Small business owners wary of pre-poll pledges
Small business chiefs believe the Coalition will form Australia's next government - but they say whichever party rules after September 14, it needs to cut the red tape, onerous taxes and unfavourable super rules that mire their existence.
Fairfax spoke with several small business owners who outlined the pledges they want to hear in the lead-up to the election, but say they are also sceptical that the promises politicians make between now and the election will be kept.
Tristan Sternson, founder and CEO of business intelligence and knowledge management consultancy InfoReady, wants both parties to commit to a promise to reinstate the $50,000 per annum limit on non-concessional super fund contributions. At the moment taxpayers can only contribute $25,000 to their super fund each year before being penalised.
"Payroll tax is another issue for small businesses. I would like to see this reduced or abolished, and more grants and subsidies introduced to support the growth of small to medium businesses," Mr Sternson says.
Ruslan Kogan, founder of discount electronic e-tailer Kogan, says: "I want Ms Gillard and Mr Abbott to reduce the red tape which is hurting Aussie businesses and workers."
Andrew Thomas, managing director of IT consultancy, Thomas Duryea Consulting says: "I'm looking for strong, unwavering leadership that delivers confidence back to the Australian people and in turn our economy."
Tony Fontes, owner of Queensland dive business Diving Careers, wants better protection for the Great Barrier Reef. He's looking for a promise from the Labor Party to protect and maintain the reef "like UNESCO has been asking for".
"UNESCO is threatening to remove the reef's World Heritage listing.

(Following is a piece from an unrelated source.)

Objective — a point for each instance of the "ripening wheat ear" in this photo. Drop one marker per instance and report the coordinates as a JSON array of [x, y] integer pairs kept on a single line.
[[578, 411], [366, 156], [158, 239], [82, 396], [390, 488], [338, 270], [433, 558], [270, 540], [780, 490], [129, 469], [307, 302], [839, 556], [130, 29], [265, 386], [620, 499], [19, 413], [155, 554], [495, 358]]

That would be a disaster for both the reef and the tourism industry and those of us that depend on the reef for our livelihoods," Mr Fontes says.
If the Coalition gets in, he wants the party to support the carbon and mining taxes. "Close the loopholes of the mining tax so it brings in more money to Australia," Mr Fontes says.
Dean Ramler, founder and CEO of online furniture store Milan Direct says: "I hope [Labor] will not hit Australians with new and higher taxes. I would like to see Mr Abbott assist small business more and look to get rid of a lot of the red tape strangling many a business. Small business is the backbone of the economy and as such, more recognition and support is required."
Mr Fontes says it is "a sad fact" that small business owners have little faith that either party will keep their pre-election promises.